In a later case, Higgins suggested that this question of affordability should apply only to the ‘margins’ payments for skill, not the basic wage.
While Higgins acceded to this concept of capacity to pay as influencing his decisions, Hawke argued that for Higgins this existed as a ‘passive criterion setting some upper limit which was not in question’ – while the determining factor in his decisions remained a wage that ensured a working man could live in a civilised community, with all the social rights and obligations that was deemed to entail.
In the 1920s, the jurisdiction of the court gradually expanded far beyond its original ambit. Unions would increasingly initiate disputes/claims in multiple states to be able to gain coverage by the federal court.
After much review of the basic wage level, the Chief Justice who succeeded Higgins instituted a system of automatic indexation increases – this meant that rather than relying on taking a case to the court for an increase premised on a dispute in each circumstance, unions that had its coverage would gain automatic wage increases across the economy.
For the next decade this was the general trend of the court as its powers and influence expanded in practice. Automatic indexation proved a boon to many workers. While both the ‘social need’ of the worker and the ‘capacity to pay’ informed judgements, the former tended to predominate.
This changed during the Great Depression.
In 1931, the Arbitration Court instituted a 10% reduction in the basic wage, a decision based on the parlous economic circumstances, and the erosion of the economy’s ‘capacity to pay’.
Through this decision, Hawke argued, the Court had exceeded its ambit and decided to ‘discharge the function of economic stabilizer in a situation of acute crisis.’ And it had done so through privileging the concept of the economies capacity to pay over the social need of the worker.
And so the balance between the two concepts – ‘social need’ and ‘capacity to pay’ – altered in this period, though the court continued to draw on both to inform its decisions.
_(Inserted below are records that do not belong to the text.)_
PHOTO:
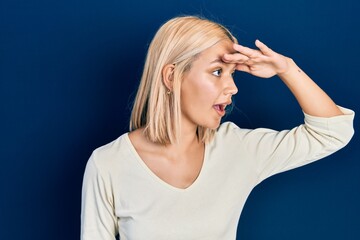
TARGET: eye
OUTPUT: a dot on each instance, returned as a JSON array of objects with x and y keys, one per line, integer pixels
[{"x": 217, "y": 72}]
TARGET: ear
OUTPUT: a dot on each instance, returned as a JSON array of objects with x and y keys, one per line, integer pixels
[{"x": 168, "y": 76}]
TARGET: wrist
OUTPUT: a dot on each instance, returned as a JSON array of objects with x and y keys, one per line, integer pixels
[{"x": 290, "y": 68}]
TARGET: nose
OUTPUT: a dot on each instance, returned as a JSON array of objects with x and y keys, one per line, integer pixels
[{"x": 230, "y": 88}]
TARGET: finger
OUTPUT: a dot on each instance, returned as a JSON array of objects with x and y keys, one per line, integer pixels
[
  {"x": 263, "y": 48},
  {"x": 235, "y": 58},
  {"x": 246, "y": 51}
]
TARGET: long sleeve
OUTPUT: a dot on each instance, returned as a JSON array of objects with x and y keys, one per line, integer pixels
[
  {"x": 279, "y": 151},
  {"x": 98, "y": 221}
]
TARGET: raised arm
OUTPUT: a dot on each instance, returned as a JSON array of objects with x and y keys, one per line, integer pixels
[{"x": 265, "y": 63}]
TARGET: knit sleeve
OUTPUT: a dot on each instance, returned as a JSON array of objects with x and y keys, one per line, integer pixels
[
  {"x": 279, "y": 151},
  {"x": 98, "y": 221}
]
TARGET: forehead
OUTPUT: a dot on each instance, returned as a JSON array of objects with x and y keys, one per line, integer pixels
[{"x": 217, "y": 51}]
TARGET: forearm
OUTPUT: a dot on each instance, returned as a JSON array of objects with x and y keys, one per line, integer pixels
[{"x": 311, "y": 98}]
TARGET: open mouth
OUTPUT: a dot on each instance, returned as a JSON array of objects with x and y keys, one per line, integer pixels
[{"x": 220, "y": 109}]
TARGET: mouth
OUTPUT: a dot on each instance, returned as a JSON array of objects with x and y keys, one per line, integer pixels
[{"x": 220, "y": 109}]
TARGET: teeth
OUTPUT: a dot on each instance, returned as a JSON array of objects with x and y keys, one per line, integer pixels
[{"x": 219, "y": 107}]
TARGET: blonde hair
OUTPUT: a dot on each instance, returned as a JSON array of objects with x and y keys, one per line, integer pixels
[{"x": 179, "y": 41}]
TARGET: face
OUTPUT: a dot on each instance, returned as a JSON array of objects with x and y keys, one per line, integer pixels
[{"x": 208, "y": 87}]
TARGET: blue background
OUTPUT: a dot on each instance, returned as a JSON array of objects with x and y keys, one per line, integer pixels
[{"x": 68, "y": 73}]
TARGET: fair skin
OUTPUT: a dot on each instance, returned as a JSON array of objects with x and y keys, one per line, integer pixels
[{"x": 206, "y": 89}]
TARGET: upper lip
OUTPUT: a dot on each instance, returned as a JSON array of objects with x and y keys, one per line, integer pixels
[{"x": 224, "y": 104}]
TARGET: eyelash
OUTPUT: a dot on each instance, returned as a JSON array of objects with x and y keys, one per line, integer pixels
[
  {"x": 217, "y": 70},
  {"x": 220, "y": 71}
]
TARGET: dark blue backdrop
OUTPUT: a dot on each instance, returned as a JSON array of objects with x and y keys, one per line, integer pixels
[{"x": 68, "y": 72}]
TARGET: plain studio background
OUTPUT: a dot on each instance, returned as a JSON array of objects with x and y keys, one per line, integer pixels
[{"x": 68, "y": 74}]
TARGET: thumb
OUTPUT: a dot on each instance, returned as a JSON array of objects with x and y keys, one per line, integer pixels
[{"x": 263, "y": 48}]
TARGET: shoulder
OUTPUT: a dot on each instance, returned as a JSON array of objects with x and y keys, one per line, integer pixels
[{"x": 111, "y": 154}]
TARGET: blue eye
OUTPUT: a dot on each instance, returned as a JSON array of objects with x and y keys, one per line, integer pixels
[{"x": 217, "y": 72}]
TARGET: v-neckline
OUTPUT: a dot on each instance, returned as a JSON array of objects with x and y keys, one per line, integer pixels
[{"x": 157, "y": 178}]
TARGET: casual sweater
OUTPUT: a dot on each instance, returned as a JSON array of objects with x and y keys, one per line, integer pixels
[{"x": 121, "y": 195}]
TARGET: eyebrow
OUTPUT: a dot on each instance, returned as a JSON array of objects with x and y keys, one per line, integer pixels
[{"x": 218, "y": 60}]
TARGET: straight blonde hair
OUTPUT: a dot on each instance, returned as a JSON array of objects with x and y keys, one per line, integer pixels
[{"x": 179, "y": 41}]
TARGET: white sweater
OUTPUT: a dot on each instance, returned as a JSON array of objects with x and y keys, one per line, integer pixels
[{"x": 122, "y": 195}]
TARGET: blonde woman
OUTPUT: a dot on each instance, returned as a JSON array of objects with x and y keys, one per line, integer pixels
[{"x": 179, "y": 173}]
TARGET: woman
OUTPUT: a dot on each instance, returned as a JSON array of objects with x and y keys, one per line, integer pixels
[{"x": 179, "y": 173}]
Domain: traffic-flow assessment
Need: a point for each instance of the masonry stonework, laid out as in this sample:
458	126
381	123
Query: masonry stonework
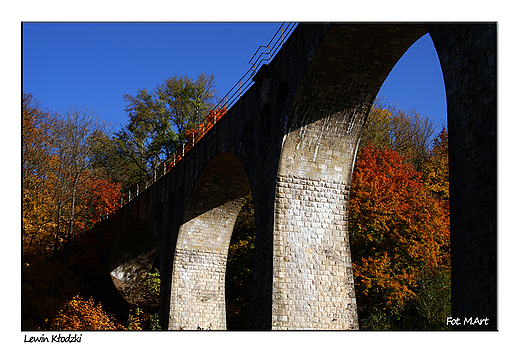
292	140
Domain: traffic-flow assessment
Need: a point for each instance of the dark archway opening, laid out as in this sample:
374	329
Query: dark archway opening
239	268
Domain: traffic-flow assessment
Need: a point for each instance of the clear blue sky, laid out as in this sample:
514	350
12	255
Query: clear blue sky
93	65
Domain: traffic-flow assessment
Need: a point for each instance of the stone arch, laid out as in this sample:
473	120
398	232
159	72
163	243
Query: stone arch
198	281
313	278
265	127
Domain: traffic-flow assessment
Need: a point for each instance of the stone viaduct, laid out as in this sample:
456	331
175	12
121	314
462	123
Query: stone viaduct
292	140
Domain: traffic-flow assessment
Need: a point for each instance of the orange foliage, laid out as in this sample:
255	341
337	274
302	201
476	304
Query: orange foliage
80	314
397	229
194	135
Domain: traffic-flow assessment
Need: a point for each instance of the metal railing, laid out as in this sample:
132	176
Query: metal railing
264	53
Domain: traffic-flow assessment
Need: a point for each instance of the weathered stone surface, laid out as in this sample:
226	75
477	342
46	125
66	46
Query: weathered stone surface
292	139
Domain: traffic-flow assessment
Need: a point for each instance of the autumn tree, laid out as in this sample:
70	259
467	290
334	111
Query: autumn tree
63	195
406	132
37	147
399	235
436	169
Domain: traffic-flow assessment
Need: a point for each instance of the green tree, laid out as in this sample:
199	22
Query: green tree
159	121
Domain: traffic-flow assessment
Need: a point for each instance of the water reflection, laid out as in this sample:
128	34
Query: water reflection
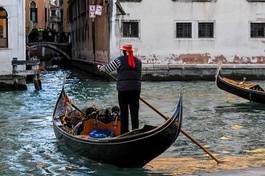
230	127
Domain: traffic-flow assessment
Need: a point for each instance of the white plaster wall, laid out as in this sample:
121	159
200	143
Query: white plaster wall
16	35
158	27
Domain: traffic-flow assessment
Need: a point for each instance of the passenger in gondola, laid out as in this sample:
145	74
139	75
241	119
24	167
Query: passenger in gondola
129	70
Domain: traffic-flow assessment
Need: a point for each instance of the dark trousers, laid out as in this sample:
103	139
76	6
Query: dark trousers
129	99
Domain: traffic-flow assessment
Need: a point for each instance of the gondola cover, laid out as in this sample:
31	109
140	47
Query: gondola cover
133	149
249	91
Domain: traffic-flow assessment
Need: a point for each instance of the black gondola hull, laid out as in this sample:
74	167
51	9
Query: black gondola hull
134	149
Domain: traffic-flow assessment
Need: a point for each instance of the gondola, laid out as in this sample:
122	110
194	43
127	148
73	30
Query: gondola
250	91
132	149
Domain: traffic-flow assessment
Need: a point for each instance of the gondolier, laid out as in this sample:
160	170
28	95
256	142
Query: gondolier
128	85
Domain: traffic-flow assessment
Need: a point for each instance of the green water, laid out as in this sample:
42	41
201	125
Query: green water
227	125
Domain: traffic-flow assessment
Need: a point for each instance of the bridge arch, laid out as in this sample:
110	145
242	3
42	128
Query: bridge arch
52	46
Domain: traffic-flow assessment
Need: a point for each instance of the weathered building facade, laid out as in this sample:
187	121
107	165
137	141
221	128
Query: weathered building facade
89	30
12	33
192	31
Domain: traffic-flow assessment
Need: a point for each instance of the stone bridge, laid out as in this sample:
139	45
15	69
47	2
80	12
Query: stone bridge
62	48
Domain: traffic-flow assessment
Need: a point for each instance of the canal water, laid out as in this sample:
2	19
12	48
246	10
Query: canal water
230	127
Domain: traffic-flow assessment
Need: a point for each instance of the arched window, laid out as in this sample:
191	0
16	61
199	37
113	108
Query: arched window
3	28
33	12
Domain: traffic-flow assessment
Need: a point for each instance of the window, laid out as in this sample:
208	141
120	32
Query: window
3	28
257	30
205	30
130	29
256	0
130	0
33	12
184	30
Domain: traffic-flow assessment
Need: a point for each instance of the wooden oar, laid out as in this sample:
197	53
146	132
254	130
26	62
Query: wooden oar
182	131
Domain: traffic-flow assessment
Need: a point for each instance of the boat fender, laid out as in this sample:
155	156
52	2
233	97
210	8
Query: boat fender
101	133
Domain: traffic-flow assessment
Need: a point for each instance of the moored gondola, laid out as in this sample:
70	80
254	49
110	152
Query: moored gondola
250	91
133	149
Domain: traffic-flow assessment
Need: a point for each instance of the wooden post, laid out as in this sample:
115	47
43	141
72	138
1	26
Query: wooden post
14	66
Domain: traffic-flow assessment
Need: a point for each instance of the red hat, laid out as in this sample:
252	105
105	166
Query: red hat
129	50
127	47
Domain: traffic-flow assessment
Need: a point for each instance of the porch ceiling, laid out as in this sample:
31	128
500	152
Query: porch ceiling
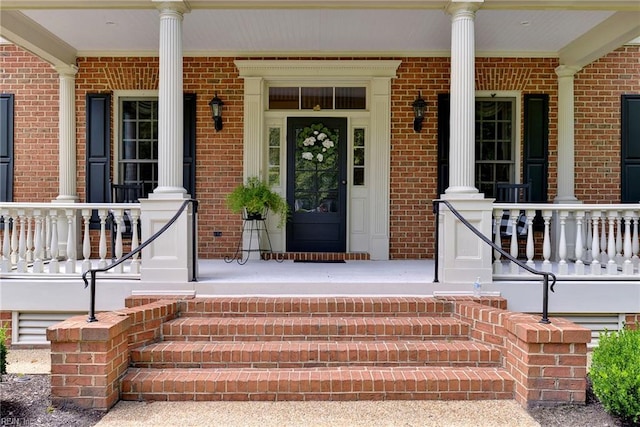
576	32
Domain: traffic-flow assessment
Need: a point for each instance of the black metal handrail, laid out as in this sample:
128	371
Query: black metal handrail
94	271
545	275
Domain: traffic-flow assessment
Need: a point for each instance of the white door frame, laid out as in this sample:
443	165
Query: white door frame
376	75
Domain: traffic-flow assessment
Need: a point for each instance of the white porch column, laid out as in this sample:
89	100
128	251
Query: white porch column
462	256
66	148
67	133
170	100
168	259
462	114
566	161
566	156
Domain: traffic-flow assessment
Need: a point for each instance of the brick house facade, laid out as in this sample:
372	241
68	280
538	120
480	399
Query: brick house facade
413	162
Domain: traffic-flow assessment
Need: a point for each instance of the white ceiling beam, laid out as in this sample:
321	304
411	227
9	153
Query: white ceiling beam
605	37
620	5
24	32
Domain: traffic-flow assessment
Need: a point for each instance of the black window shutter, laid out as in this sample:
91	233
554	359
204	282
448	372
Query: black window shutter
189	166
443	142
98	149
6	147
536	144
630	150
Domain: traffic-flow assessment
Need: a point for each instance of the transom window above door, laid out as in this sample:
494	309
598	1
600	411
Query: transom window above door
317	98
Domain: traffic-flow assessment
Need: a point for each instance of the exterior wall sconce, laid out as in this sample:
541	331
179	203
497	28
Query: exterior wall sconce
216	111
419	108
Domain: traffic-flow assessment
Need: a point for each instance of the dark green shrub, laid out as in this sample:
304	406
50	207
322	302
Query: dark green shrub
615	373
3	350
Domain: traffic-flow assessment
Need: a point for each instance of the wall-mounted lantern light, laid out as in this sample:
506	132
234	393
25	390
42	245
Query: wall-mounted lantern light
419	109
216	111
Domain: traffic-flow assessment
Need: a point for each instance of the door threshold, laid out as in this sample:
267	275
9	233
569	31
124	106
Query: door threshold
319	256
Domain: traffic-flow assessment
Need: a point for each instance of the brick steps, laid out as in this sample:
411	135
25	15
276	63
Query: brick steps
316	306
314	328
305	354
345	383
323	348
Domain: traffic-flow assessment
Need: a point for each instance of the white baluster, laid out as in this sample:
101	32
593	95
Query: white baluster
595	243
86	241
28	255
22	243
15	229
70	266
604	258
546	243
38	266
530	244
497	263
118	220
54	266
513	249
635	245
589	240
612	267
5	262
627	266
102	245
46	236
579	265
619	241
135	262
563	267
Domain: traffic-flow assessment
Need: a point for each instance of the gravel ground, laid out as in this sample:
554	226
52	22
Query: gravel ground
25	401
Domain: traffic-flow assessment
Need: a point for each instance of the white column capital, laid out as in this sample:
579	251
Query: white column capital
180	6
463	7
66	70
566	70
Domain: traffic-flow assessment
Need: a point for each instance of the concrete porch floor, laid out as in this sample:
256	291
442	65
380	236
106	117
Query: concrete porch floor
258	277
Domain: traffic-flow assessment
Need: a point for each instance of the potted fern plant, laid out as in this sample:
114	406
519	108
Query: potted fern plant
255	198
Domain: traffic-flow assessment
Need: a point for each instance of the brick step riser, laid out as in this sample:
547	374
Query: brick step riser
217	357
313	385
237	337
322	329
329	307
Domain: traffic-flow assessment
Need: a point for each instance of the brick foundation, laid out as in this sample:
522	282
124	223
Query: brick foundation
88	360
547	361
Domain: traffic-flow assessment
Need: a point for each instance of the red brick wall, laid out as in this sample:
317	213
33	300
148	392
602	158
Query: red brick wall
597	91
34	84
413	157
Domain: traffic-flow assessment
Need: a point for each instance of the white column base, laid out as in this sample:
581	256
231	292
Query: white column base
462	256
170	257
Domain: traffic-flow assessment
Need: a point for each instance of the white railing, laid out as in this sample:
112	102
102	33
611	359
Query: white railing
55	238
575	239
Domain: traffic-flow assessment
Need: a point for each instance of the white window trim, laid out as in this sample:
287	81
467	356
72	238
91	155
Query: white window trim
116	138
517	124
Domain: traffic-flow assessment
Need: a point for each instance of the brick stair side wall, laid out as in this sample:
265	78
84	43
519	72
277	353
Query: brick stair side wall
547	361
89	359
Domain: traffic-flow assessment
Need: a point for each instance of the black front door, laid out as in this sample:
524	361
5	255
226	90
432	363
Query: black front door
316	184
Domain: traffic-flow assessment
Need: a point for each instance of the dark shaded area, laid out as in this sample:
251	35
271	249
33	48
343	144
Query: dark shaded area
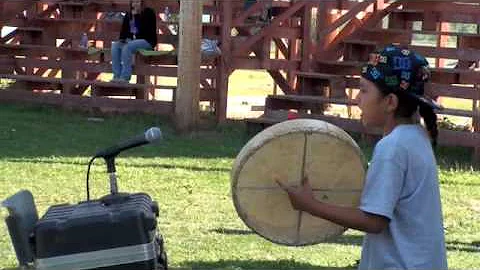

Until, that was, 1953.
For Kelly, the trenchant conservative, the emphasis should be on what business said it could pay. This fitted well with his weird desire to drive workers into the countryside to establish a new agrarian class of labourers. But not so well with, you know, the realities of Australian economic life, and the interests of millions of workers who depended on their wages to, you know, survive.
This is where Hawke’s severe criticism of the 1953 decision came from.
For Hawke, this decision ‘marked the final stages of the unmistakeable evolution of the Court into an institution affecting, fundamentally, the whole economic and social life of the nation’
Within this expanded ambit the Court had awarded itself, Hawke argued it was now also privileging the ‘capacity criterion as the positive determinant of the basic wage’, ignoring the social realities and needs of the worker.
While doing so, it had, the scholar continued, ‘been hampered by the lack of any ready-made index whereby the criterion can be easily translated into an appropriate wage rate.’
In other words, it did not have or rely on the type of modelling necessary to make such decisions, not did it have the economic expertise to interpret such modelling even if it did.
Hawke was outraged, and it was palpable in his writing. His scholarly work teeters on the edge of polemic.
His conviction in these points, his desire for justice, and his belief that the 1953 decision struck a blow at the very heart of this basic egalitarianism, brought Hawke to the ACTU. He did not want to be an observer, providing academic review. He wanted to be involved. He wanted to be a part of it. He wanted to make a difference.